Рубщики приготовили инструменты. Над девушками взметнулись вверх топоры и тесаки.

– Стой! – неожиданно приказал Ермаков. – Погодь чуток! Раздеть их всех надо. Без одежды легче рубить и разделывать. Тряпки отдельно спалим.

– Правильно, – одобрил Екимов, и Никитич тоже закивал.

Громче послышался треск костра – это внезапно наступила тишина: солдаты молча и жадно, отталкивая друг друга, бросились раздевать трупы Татьяны и Марии.

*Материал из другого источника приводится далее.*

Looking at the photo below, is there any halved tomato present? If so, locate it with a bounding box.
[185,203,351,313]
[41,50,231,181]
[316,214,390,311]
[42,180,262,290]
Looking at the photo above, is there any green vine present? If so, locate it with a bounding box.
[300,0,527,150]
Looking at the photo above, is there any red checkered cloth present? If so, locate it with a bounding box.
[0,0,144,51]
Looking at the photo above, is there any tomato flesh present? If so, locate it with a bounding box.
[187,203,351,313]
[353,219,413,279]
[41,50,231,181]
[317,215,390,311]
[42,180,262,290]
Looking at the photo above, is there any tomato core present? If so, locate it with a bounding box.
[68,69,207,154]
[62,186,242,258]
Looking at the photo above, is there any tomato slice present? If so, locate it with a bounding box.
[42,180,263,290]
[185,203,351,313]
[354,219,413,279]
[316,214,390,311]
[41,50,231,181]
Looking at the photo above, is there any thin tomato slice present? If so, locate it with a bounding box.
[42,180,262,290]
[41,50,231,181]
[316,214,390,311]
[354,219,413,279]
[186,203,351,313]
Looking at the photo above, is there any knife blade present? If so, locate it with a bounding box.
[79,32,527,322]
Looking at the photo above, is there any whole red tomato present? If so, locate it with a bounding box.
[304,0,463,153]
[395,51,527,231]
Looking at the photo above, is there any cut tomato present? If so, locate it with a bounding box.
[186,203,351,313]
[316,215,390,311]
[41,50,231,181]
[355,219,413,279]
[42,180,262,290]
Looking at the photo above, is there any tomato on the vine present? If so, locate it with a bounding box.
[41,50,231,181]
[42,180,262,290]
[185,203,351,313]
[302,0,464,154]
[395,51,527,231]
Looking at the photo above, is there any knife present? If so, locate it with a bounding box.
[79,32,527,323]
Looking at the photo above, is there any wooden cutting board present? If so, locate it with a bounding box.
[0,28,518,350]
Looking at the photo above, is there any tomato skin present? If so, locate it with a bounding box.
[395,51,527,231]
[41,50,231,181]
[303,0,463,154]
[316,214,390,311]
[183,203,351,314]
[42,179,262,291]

Тут же притащили убитых Александру и Ольгу, и часть желающих раздеть мёртвых женщин перекинулись на них.

– Захарыч… товарищ военком! – удивился солдат Иван Седых. – Глянь, а это что? Такое исподнее у царских баб?..

На плахе лежала Татьяна – совершенно нагая, но ещё в лифчике. Лиф был в дырках. В свете огня дыры сверкали изнутри и, радужно переливаясь, отбрасывали острые блики.

– Эге! – озадаченно протянул Ермаков. – Ну-ка, посторонись, дай глянуть!..

Ермаков с любопытством сунул палец в одну дыру, в другую, разорвал их и извлёк из лифчика несколько прозрачных камешков, сверкающих огранкой. Он долго рассматривал их в свете костра, подбрасывая на ладони.